Taken over by UNESCO in 1948, this Index allowed the first census of translated works in the world. Two years later, the Representative Works programme was launched to translate masterpieces of world literature. UNESCO's support for the publication last year of a lexicon of words from indigenous languages of Mexico that are untranslatable into Spanish is a continuation of these efforts.
Although their disappearance was predicted as early as the 1950s, translators – who are most often women – have never been as numerous as they are today. The machines developed in the aftermath of the war have not been able to outdo this behind-the-scenes profession. Nor have digital translation tools, which have become the standard feature of our globalized conversations, even if they have contributed to transforming the job.
This is because language is more than just a means of communication. It is that, and much more. It is what written or oral works make of it, contributing to forge what is sometimes called the ‘genius of the language’, which the most powerful applications cannot restore.

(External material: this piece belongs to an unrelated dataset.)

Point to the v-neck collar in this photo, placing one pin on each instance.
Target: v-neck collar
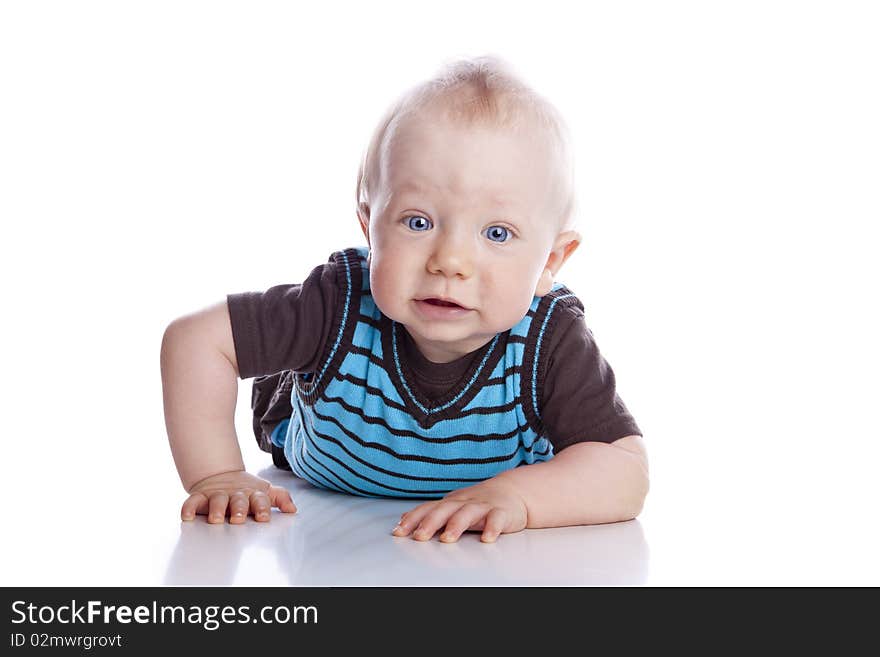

For to translate is to question the unconsidered in language, to confront its equivocations, to bring to light the richness, the gaps and the levels of meaning that are revealed in the passage from one language to another. It also means, through this confrontation with the other, questioning one's own language, one's culture, one's self. It is therefore essential to preserve the vitality of multilingualism so that everyone can speak and think in their own language. This is what is at stake in the International Decade of Indigenous Languages (2022-2032), which draws attention to the critical situation of many languages threatened with extinction.
In an era marked by the quest for identity, translation remains an irreplaceable remedy against withdrawal from others. For without it, as the Franco-American author George Steiner wrote, “we would live in provinces surrounded by silence.”